Вскоре мы направились в Кронштадт. Надо было в самое темное время белой ночи переплыть из Лисьего Носа на остров. Только в этом узком участке и в короткий период времени можно было благополучно добраться, избежав обстрела из финских Териок и немецкого Петергофа.
В Кронштадте мы ночевали в старом добротном каменном госпитале; утром я сделал обход больных с врачами, оказавшимися моими учениками, потом с Джанелидзе побывали в хирургическом отделении и т. п. Далее нас повезли в форты, на корабли, на батареи. «Хотите в честь вашего приезда пошлем подарки в Териоки?» – спросили нас какие-то любезные молодые люди в военно-морской форме, и, прежде чем мы успели ответить, раздалась команда и грохот выстрела дальнобойных пушек. Куда попали снаряды, пущенные в шутку? Попали ли они в людей, разрушили ли дома, может быть, госпиталь с ранеными или столовую? Шутка войны, быть может, стоившая нескольких жизней людей, родные и близкие которых в Берлине или Гельсингфорсе, о них беспокоятся так же, как за нашу жизнь наши где-нибудь в Кирове. Я заметил только, что снаряды разорвались за териокской церковью (она выстояла всю войну). Затем, точно так же поздно вечером, мы сели на другой катер, переправивший нас на «южный берег» – к пирсу Ораниенбаума.

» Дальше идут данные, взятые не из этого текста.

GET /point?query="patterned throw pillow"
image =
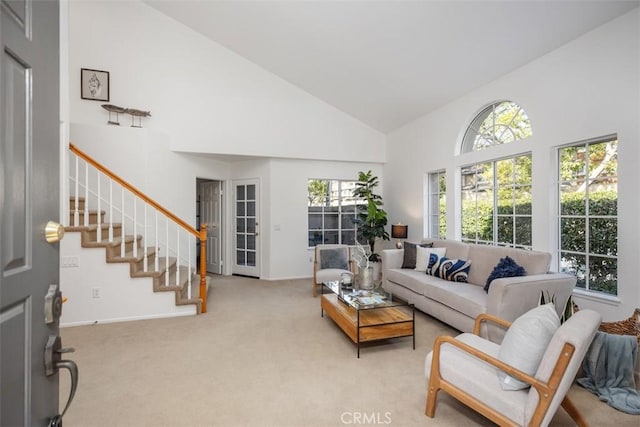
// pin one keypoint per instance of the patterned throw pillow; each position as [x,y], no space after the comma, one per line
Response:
[506,267]
[409,256]
[454,270]
[423,254]
[337,258]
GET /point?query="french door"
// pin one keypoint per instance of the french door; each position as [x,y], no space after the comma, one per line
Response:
[247,227]
[211,214]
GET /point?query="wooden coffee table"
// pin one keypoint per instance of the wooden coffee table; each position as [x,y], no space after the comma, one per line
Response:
[367,316]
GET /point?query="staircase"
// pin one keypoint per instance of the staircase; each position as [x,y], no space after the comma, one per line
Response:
[165,279]
[156,244]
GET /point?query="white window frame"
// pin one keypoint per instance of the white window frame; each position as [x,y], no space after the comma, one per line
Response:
[341,197]
[433,204]
[495,216]
[586,290]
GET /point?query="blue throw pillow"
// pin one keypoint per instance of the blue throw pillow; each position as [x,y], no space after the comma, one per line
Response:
[454,270]
[506,267]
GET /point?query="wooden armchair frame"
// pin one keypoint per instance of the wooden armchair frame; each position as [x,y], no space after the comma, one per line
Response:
[546,391]
[316,266]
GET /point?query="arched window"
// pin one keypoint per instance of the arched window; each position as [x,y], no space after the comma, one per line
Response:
[496,197]
[500,123]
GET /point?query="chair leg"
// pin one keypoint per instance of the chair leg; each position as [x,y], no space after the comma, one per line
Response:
[432,395]
[568,406]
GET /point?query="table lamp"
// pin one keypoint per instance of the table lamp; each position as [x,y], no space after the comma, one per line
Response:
[399,231]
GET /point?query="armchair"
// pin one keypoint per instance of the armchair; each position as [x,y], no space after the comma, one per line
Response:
[466,367]
[330,261]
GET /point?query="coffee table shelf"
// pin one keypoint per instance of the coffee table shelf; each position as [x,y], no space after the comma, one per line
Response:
[372,322]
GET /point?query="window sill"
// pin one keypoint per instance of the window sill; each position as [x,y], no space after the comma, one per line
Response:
[597,297]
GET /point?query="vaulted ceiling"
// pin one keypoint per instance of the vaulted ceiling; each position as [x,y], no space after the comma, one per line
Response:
[387,63]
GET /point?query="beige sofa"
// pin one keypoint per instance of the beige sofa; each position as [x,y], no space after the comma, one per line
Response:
[458,304]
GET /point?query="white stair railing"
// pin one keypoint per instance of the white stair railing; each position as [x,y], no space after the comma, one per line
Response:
[90,180]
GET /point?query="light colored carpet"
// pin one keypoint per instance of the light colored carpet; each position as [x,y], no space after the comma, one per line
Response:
[263,356]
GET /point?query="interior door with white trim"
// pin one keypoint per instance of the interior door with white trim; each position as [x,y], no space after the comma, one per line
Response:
[211,214]
[246,211]
[30,299]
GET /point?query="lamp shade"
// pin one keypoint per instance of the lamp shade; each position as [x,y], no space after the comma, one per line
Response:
[399,231]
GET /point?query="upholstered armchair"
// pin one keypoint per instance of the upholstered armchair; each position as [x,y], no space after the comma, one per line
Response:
[329,263]
[467,367]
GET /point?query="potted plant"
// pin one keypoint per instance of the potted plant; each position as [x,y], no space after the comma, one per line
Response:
[371,219]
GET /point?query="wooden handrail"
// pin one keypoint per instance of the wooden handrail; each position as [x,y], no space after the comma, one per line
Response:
[200,234]
[132,189]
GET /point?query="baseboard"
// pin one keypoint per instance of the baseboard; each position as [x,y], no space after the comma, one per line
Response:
[125,319]
[273,279]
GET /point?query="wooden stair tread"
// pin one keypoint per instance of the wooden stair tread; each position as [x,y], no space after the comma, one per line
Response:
[166,269]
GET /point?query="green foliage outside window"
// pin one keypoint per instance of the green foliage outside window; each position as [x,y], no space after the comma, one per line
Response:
[601,257]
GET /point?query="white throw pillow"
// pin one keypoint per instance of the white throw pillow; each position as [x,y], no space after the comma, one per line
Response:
[525,342]
[422,256]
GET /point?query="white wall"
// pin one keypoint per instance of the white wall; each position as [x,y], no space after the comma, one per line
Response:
[288,246]
[588,88]
[207,98]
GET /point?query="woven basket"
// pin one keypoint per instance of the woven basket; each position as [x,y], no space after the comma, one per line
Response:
[630,326]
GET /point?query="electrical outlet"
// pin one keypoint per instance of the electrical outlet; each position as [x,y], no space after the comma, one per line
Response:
[69,261]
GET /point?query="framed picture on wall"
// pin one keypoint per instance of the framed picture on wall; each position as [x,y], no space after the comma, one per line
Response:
[94,84]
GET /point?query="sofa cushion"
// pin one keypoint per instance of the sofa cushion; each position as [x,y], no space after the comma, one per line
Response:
[410,279]
[409,255]
[525,342]
[466,298]
[423,254]
[485,257]
[454,270]
[506,267]
[454,249]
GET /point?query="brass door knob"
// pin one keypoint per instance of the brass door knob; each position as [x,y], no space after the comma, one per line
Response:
[53,232]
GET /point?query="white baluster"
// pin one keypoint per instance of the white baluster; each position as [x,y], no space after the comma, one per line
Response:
[177,255]
[145,238]
[157,261]
[111,210]
[135,227]
[188,267]
[166,256]
[86,194]
[76,212]
[123,235]
[99,220]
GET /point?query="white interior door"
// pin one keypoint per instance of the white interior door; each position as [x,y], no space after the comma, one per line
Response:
[210,214]
[30,302]
[246,259]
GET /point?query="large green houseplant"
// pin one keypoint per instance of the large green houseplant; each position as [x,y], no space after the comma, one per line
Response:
[371,219]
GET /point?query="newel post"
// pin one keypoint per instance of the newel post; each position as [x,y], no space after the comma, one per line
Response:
[203,267]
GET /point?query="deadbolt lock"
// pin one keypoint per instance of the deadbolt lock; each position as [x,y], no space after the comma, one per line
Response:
[52,305]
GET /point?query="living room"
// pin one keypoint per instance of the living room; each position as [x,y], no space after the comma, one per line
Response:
[220,116]
[235,120]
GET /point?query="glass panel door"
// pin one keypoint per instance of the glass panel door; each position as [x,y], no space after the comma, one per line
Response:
[246,251]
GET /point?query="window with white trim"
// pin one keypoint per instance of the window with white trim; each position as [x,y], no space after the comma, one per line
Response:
[437,205]
[500,123]
[496,193]
[496,202]
[588,214]
[332,210]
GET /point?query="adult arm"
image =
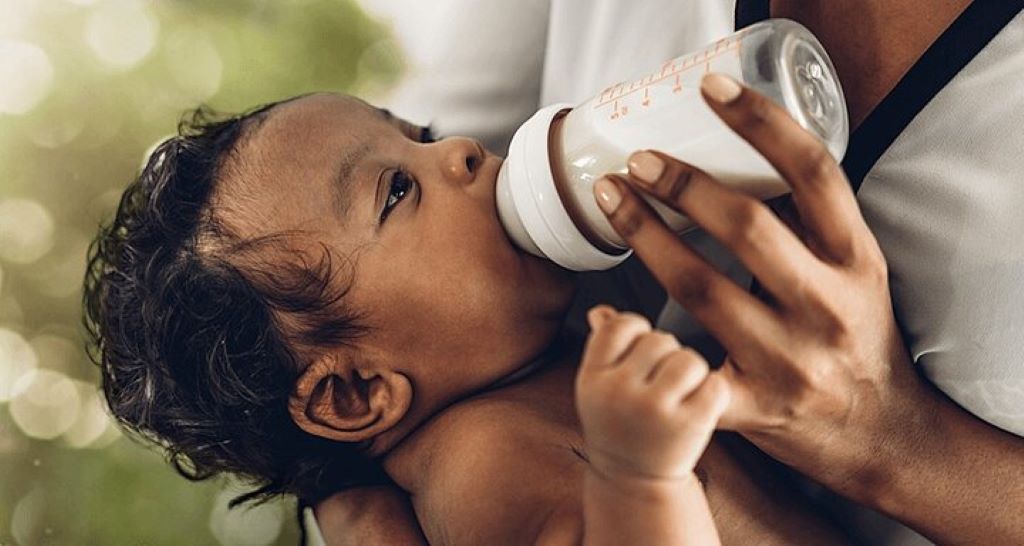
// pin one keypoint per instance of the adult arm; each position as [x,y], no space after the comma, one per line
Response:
[820,377]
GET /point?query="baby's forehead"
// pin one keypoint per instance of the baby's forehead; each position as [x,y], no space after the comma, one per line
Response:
[315,116]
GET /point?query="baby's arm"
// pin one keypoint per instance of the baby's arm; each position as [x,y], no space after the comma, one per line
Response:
[369,515]
[648,408]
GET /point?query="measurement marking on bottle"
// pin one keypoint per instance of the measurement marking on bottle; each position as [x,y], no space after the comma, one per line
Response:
[670,69]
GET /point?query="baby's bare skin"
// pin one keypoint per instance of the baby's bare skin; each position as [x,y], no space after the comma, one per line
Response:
[518,443]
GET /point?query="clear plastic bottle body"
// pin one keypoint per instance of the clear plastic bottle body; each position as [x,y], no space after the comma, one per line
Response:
[665,111]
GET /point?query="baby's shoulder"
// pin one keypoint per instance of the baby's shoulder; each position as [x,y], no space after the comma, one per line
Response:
[501,470]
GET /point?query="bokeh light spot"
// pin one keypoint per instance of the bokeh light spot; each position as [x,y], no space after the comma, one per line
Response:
[26,76]
[26,231]
[195,64]
[92,419]
[16,360]
[121,33]
[46,405]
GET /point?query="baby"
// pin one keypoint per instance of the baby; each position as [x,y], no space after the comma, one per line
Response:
[317,295]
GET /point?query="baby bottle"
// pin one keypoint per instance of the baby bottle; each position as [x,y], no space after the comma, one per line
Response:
[545,186]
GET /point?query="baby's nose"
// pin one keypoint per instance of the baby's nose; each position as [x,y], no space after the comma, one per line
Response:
[462,159]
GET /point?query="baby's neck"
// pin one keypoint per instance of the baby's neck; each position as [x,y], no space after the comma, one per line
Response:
[544,385]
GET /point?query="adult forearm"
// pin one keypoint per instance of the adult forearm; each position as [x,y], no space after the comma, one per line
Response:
[642,511]
[947,474]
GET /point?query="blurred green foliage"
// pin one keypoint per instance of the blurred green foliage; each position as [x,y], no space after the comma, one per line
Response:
[114,78]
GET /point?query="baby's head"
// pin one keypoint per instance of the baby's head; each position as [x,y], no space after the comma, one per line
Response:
[286,294]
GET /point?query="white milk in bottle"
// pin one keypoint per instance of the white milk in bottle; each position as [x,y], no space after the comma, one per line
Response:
[545,186]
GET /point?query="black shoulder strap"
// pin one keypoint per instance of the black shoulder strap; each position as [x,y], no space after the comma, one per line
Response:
[951,51]
[751,11]
[948,54]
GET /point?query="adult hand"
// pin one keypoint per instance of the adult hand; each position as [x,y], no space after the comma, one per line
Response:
[819,375]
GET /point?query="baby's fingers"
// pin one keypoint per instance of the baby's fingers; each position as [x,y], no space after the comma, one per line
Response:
[611,335]
[704,408]
[679,373]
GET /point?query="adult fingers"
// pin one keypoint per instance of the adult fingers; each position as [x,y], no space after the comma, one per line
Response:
[747,226]
[739,321]
[820,190]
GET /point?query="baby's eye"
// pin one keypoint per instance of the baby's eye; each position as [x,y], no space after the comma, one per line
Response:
[400,185]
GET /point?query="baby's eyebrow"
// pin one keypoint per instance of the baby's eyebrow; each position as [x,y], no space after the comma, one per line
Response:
[341,186]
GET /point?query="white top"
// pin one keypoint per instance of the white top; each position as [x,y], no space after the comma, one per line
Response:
[946,201]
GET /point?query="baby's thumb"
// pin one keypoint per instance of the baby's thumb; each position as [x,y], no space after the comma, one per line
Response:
[598,315]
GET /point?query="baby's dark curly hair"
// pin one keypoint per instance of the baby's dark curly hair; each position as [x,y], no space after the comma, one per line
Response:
[196,335]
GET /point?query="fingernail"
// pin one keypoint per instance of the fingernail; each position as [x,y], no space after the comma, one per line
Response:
[607,195]
[646,166]
[720,88]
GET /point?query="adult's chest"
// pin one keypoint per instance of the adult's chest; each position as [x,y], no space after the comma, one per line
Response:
[946,203]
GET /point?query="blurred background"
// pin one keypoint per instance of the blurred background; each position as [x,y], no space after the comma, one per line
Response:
[86,88]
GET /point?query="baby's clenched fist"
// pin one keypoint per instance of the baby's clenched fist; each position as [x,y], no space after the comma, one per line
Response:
[647,405]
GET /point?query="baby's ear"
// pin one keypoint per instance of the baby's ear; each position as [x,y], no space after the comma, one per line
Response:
[337,401]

Я помню странность тогдашних ощущений. Мы идем к берегу с опаской, как бы не обстреляли нас из Петергофа или не накрыл нас какой-нибудь «Мессершмитт». И вот – Ораниенбаум, городок, куда я ездил из Петергофа гимназистом, где тогда жили мои родственники и где можно было ожидать счастья случайно встретить в парке одну белокурую девочку, в которую я считал себя влюбленным. Да ведь как легко было сесть на станции Старый Петергоф в «кукушку» и через зелень парков сойти в тесные улицы городка, почему-то мне казавшиеся тогда (я еще не бывал за границей) европейскими – в отличие от ваших Красных Холмов, Бежецков и Клинов!